81
HET BUREAU AAN 77TH STREET, LOS ANGELES
Het is nooit goed nieuws als je naar het kantoor van Matthews wordt geroepen.
Vooral niet op een vrijdagmiddag. Terwijl ze zijn gang in loopt, overdenkt Mitzi de naakte, harde feiten. Als je baas je wil schorsen, ontslaan of een douw geven, zijn er twee momenten in de week die daarvoor het meest in aanmerking komen. Als hij aardig is, doet hij het meteen op maandagochtend. Dan heb je in zalige onwetendheid van je weekend kunnen genieten, en krijg je nog een extra week doorbetaald als hij je penning inneemt. Als hij een klootzak is – of als de timing gewoon slecht is – krijg je het op vrijdagmiddag voor je kiezen.

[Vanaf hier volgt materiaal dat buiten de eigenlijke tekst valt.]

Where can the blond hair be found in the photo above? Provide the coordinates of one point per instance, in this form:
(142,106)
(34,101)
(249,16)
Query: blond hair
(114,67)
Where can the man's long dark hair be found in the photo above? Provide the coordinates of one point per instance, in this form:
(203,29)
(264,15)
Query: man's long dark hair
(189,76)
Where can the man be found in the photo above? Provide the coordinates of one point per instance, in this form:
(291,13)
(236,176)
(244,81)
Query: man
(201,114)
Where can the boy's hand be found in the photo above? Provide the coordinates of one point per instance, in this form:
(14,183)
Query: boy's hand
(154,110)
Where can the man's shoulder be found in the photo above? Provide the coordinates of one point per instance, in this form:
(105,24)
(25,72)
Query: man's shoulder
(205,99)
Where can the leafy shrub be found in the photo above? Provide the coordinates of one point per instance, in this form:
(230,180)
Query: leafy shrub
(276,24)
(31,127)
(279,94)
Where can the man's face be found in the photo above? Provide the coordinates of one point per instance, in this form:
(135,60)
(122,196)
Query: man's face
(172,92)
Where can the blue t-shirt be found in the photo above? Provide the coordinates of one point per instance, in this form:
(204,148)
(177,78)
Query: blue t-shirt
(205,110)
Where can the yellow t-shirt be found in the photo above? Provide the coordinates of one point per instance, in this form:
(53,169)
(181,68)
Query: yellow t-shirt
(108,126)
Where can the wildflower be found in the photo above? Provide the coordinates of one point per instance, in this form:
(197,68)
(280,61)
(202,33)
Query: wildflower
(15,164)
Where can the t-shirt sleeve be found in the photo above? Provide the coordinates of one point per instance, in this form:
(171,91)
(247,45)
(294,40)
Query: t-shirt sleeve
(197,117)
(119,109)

Dan is hij ervan af en is het komende weekend leuk voor hem maar niet voor jou.
Ze klopt op de bovenste ruit in zijn deur, draait de dofkoperen kruk om en doet de deur net zo ver open dat ze haar hoofd erdoor kan steken. ‘Heeft u mij geroepen, meneer?’
‘Inderdaad.’ Hij zit aan zijn bureau in een blauwgeruit overhemd, waarvan de mouwen tot aan zijn ellebogen zijn opgerold. Zijn voeten rusten op de rand van een stoel en op de enorme welving van zijn dikke buik, die door zwarte bretels in het gareel wordt gehouden, ligt een stapel financiële papieren. ‘Ga zitten en neem een aangenaam verraste en stoïcijns professionele houding aan.’

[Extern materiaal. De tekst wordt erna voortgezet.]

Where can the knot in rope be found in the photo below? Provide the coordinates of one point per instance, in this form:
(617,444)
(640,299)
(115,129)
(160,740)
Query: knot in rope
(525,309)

Ze gaat op een stoel tegenover hem zitten. ‘Dat wil ik best proberen als ik enig idee had wat stoïcijns is.’
Hij haalt zijn voeten van de stoel, draait zich om en poot zijn vlezige onderarmen op het bureau. ‘Stoïcijn. Iemand die pijn of ontbering kan verdragen zonder zijn gevoelens te tonen of te klagen.’
‘Ha, nu begrijp ik het. Dat klinkt niet erg als mij, chef.’

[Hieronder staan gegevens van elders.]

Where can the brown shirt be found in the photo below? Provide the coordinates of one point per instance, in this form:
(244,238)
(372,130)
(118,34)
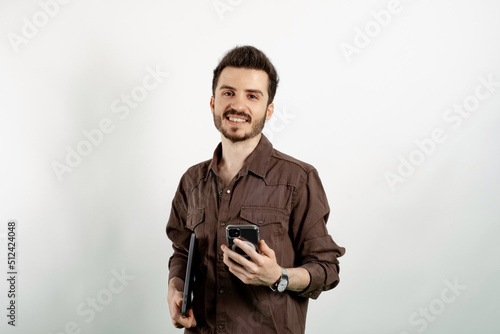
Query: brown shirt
(285,199)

Matthews glimlacht. ‘De meest misbruikte lever van L.A. is net naar een afkickcentrum gegaan en heeft rechercheur Moordzaken Jordan Lynch meegenomen.’
Mitzi kijkt hem aan met haar beste wat-heeft-dat-met-mij-te-maken-blik.
‘Wat betekent dat Tyler Carter een nieuwe rechterhand nodig heeft bij zijn onderzoek naar die seriemoordenaar.’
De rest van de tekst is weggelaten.